Крест вдруг прыгнул и исчез. Слабый луч фонарика светил словно из-под земли.
Фобия осторожно подкралась ближе и заглянула в открытую могилу.
Закинув руки за голову, Крест лежал на ее дне и любовался звездами.
— Хочешь ко мне, Грин?
— Нет.
— Да брось, это весело.
— Ни за что на свете.
— Как ты называешь то, что с тобой происходит?
Фобия ответила, удивляясь тому, что все еще способна разговаривать:
— Я представляю себе жадного осьминога с щупальцами и глазами… ну и всякое такое. Если вы сейчас предложите мне с ним подружиться — то зря. Я пыталась еще в детстве.
— Дружба — довольно жалкое понятие. Рабство куда прочнее.
— Что вы об этом знаете?
— Все. Когда ты себе не принадлежишь, тебе больше нечего бояться. Некого ненавидеть. Рабство приносит куда больше свободы, чем принято считать.
— Как же меня тошнит от ваших сентенций, — не выдержала Фобия, — и от того, что я вдруг поняла — вам в этой могиле самое место.
Она развернулась и направилась к лагерю. Пошел он к дьяволу, этот псих.
Возле домика Несмеи сквозь Фобию вдруг прошла волна холода. Тюремный призрак Цепь пронесся сквозь нее несколько раз, вызывая самые отвратительные ощущения.
— Не смей, — прошипело привидение, потрясая кандалами, — говорить то, о чем ты не имеешь понятия.
— Ты что? Защищаешь Креста? — Фобия недоверчиво обхватила себя руками, пытаясь оградиться от навязчивости призрака.
— Ты просто идиотка, которая ничего не знает про жизнь.

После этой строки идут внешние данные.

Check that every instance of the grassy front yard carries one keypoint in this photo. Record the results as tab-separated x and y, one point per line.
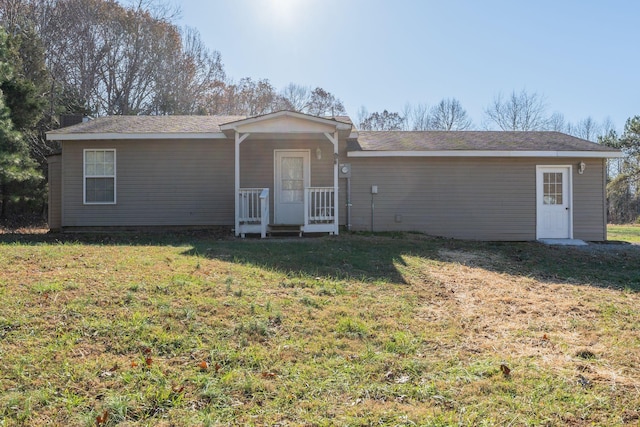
626	233
355	330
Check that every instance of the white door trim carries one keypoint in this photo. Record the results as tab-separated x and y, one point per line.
306	176
568	169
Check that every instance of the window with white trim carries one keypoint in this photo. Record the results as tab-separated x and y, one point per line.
100	176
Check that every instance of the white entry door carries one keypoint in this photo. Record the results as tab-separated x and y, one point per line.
291	170
554	199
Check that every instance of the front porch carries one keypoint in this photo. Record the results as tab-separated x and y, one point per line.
254	217
286	173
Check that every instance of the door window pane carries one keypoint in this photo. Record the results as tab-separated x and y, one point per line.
292	179
552	187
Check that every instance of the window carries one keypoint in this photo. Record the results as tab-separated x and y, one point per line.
552	188
99	176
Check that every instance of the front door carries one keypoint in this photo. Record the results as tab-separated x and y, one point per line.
554	217
291	169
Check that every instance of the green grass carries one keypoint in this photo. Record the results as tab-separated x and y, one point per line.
626	233
356	330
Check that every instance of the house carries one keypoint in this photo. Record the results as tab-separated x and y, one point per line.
296	172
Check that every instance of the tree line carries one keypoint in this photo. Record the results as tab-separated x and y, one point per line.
518	111
103	57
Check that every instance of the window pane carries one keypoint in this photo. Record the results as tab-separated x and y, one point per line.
100	190
552	188
109	157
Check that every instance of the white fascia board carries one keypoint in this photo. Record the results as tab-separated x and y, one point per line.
117	136
472	153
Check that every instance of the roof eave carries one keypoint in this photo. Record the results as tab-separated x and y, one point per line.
486	153
232	126
128	136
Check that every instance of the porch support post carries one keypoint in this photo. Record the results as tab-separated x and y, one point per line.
336	199
238	139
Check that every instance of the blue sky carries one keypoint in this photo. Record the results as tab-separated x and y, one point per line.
582	56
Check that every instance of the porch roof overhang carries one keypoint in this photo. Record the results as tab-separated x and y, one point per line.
287	125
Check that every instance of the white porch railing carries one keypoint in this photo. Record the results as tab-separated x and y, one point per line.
319	212
253	211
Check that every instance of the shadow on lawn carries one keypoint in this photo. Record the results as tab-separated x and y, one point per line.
377	257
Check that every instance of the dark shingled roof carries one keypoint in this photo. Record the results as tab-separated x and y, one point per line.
471	141
158	124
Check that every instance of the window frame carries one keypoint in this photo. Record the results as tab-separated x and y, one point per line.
85	176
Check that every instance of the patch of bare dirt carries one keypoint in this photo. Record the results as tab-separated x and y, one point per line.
521	317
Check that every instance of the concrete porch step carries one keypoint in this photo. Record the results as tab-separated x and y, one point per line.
284	229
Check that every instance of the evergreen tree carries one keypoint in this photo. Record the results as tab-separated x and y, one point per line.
19	176
623	191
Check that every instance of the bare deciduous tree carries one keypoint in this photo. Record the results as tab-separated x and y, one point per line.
586	129
448	114
296	97
518	111
323	103
419	118
383	121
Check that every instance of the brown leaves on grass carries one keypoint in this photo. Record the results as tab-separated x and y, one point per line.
102	419
505	370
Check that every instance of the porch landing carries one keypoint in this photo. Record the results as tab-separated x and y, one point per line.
563	242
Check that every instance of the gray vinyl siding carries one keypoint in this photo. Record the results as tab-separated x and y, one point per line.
55	191
158	183
467	198
589	201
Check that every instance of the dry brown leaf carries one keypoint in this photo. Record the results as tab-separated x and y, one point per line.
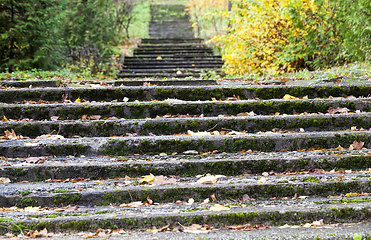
209	179
356	145
161	180
4	180
35	160
196	228
219	207
49	137
246	227
332	110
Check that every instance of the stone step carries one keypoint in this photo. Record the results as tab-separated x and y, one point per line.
171	40
159	62
70	219
174	107
136	67
166	69
97	92
160	52
120	146
20	169
168	126
334	231
103	192
176	58
159	75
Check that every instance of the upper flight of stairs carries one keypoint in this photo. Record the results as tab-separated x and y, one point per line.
171	51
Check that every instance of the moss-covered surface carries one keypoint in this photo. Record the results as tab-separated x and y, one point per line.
189	93
188	168
143	110
165	195
175	126
231	145
271	218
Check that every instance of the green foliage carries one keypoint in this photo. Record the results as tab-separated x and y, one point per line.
47	34
278	36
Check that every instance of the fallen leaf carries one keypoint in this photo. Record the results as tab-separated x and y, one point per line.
4	180
209	179
147	179
132	204
196	228
219	207
332	110
32	209
95	117
356	145
49	137
246	227
35	159
288	96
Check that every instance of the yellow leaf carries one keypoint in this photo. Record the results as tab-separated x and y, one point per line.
147	178
288	96
218	207
32	209
351	194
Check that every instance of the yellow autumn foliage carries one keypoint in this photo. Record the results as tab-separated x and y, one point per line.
270	36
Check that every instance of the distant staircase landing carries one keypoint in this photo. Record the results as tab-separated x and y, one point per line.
172	51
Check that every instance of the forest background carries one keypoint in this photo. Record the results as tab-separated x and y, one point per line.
254	37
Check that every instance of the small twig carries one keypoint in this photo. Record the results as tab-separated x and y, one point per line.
212	128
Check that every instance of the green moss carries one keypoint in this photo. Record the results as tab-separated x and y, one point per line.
66	199
25	193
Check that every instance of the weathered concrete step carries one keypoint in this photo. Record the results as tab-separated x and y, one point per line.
158	75
158	216
155	62
170	66
120	146
160	52
167	82
348	231
183	165
167	126
174	107
171	40
168	69
176	58
172	45
191	93
121	190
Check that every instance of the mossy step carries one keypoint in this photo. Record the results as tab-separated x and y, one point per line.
168	126
157	216
174	107
120	190
171	40
345	231
161	82
121	146
167	67
183	165
187	93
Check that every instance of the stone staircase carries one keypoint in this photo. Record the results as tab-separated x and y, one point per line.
171	51
268	161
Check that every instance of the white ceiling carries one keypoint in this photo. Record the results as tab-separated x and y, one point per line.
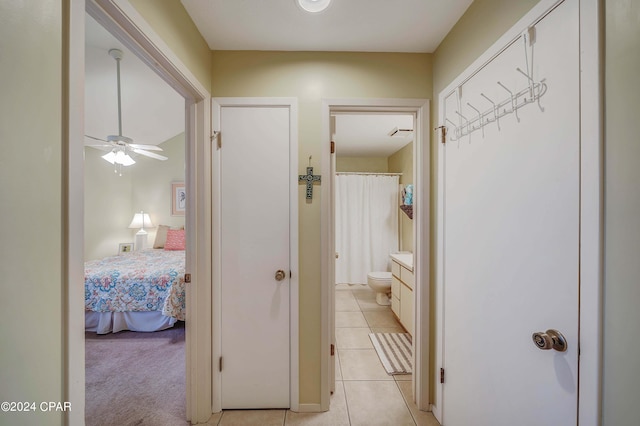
367	135
152	111
347	25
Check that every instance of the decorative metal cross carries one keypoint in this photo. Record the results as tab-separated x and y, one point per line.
309	179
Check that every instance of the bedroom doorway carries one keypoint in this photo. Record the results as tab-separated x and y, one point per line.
150	325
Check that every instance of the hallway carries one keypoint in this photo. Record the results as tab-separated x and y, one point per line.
365	394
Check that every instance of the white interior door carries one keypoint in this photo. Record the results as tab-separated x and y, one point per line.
254	245
511	239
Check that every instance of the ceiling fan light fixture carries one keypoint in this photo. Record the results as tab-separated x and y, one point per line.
119	157
313	6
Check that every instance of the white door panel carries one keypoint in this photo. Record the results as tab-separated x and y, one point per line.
255	328
511	242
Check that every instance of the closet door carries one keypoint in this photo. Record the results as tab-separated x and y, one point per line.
512	239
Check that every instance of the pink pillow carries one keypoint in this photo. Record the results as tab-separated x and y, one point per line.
175	240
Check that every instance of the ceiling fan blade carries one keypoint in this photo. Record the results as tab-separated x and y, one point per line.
97	139
102	147
147	147
149	154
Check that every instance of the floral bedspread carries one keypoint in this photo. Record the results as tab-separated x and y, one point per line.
147	280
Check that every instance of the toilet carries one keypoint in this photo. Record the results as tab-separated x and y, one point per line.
380	282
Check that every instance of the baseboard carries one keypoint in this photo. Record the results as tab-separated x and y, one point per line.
309	408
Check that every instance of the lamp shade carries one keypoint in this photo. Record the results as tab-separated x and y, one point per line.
141	220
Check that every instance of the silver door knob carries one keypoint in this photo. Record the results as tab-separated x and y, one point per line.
550	339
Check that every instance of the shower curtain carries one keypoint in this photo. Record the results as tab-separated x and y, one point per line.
366	225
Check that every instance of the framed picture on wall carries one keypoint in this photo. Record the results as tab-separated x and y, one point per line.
178	199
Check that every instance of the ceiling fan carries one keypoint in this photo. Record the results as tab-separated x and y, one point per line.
120	146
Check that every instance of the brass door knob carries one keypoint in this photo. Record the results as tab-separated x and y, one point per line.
550	339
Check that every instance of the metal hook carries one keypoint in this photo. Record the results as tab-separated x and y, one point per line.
455	128
479	117
542	87
465	119
514	108
495	109
531	82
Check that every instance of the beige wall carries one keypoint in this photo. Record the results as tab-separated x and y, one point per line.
310	77
111	200
362	164
402	162
621	373
170	21
107	206
32	287
151	189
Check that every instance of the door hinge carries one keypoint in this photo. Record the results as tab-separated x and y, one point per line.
217	138
443	134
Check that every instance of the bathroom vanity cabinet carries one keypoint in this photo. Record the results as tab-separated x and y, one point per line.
402	283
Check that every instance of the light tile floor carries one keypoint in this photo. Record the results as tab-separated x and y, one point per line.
365	394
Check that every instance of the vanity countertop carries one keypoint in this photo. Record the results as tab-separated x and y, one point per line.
404	259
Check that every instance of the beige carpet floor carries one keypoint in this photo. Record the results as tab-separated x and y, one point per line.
136	378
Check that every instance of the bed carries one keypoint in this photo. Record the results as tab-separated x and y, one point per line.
139	291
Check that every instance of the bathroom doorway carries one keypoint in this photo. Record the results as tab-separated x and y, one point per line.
397	151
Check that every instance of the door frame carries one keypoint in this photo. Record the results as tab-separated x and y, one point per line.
121	19
421	167
591	202
294	299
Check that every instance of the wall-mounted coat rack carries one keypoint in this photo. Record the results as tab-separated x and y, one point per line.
509	105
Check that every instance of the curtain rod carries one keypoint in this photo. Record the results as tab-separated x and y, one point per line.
368	173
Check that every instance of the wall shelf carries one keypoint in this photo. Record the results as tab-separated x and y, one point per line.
408	210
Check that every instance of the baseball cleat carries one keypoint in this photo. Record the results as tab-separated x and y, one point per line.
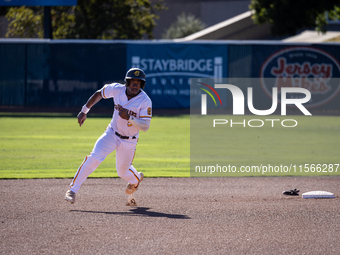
70	196
131	188
131	201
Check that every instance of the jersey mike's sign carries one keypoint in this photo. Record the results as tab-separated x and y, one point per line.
304	67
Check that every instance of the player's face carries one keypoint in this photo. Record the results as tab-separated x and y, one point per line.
134	87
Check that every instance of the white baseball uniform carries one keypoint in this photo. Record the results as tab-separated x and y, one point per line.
120	135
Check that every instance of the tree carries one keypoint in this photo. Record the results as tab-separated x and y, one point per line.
90	19
288	16
184	26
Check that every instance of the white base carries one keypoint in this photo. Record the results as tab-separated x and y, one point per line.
318	194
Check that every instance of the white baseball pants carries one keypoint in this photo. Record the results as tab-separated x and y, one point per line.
107	143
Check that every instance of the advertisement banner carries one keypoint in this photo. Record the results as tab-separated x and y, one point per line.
169	67
308	67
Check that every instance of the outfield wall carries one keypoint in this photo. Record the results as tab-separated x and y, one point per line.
64	73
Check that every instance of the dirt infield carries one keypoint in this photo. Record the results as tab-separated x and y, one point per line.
173	216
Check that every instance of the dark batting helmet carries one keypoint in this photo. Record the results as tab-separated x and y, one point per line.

— А что знаешь про жизнь ты, мертвая субстанция?
Уже перед тем, как провалиться в сон, Фобия вспомнила эпизод с черной масляной краской. Ничему ее жизнь не учит.
Рука Несмеи была тонкой, изящной, с длинными нервными пальцами. Фобия разглядывала ее как произведение искусства. Розоватый свет раннего утра придавал этому совершенству удивительно нежный оттенок.
Русалка спала на своей узкой кровати. Фобия лежала на полу возле и разглядывала свесившуюся над ее лицом кисть. Как красиво.
Короткий сон не принес ни сил, ни облегчения. Голова была тяжелой, мышцы болели. Хотелось застыть в этой минуте, как мухе в янтаре. Чтобы навсегда. Чтобы насовсем.
Несмея едва вздохнула.
— Напрасно ты задираешь Цепь, — проговорила сонно. — Она мстительна, как все привидения.
— Она ничего не сможет сделать без посторонней помощи.
Рука исчезла из поля зрения Фобии. Несмея встала, легко перешагнула через нее. Длинные волосы струились вдоль тела, даже утром они не выглядели растрепанными.
— Ты же не думаешь, что здесь вступится хоть кто-то за тебя? — искренне удивилась русалка.
Об этих словах Фобия думала все утро — сначала во время неизбежного бега, потом на уроке Эраста Лема.
Действительно, откуда взяться в этом лагере людям, которые вступятся за нее, если Фобия родную сестру при первой встрече отправила на больничную койку?
Антонио явно будет на стороне Ханны — еще бы! Мало того, что она — лучший друг, но еще и проводник. Класл? Класл не может быть за кого-то потому, что ему бы самому спрятаться за чужую спину. Нэна? Нэна сидит, отгородившись от мира учебником, очками, челкой. Она боится глядеть в сторону Антонио. Она знает, что он уже всему лагерю растрепал, что у нее был выплеск. Что она в него влюблена настолько, что не может держать себя в руках. Нэна несчастна настолько, насколько может быть несчастна юная и неуверенная в себе девочка.
Глухонемой учитель заканчивал свой урок. Воспитанников перехватил Оллмотт.
— Новость, — сказал он и махнул в сторону площадки посредине лагеря.
Все и так видели его новость — вернулся из города завхоз Иоким Гилморт, его большая машина стояла чуть в стороне. Она была нагружена припасами, лекарствами, книгами.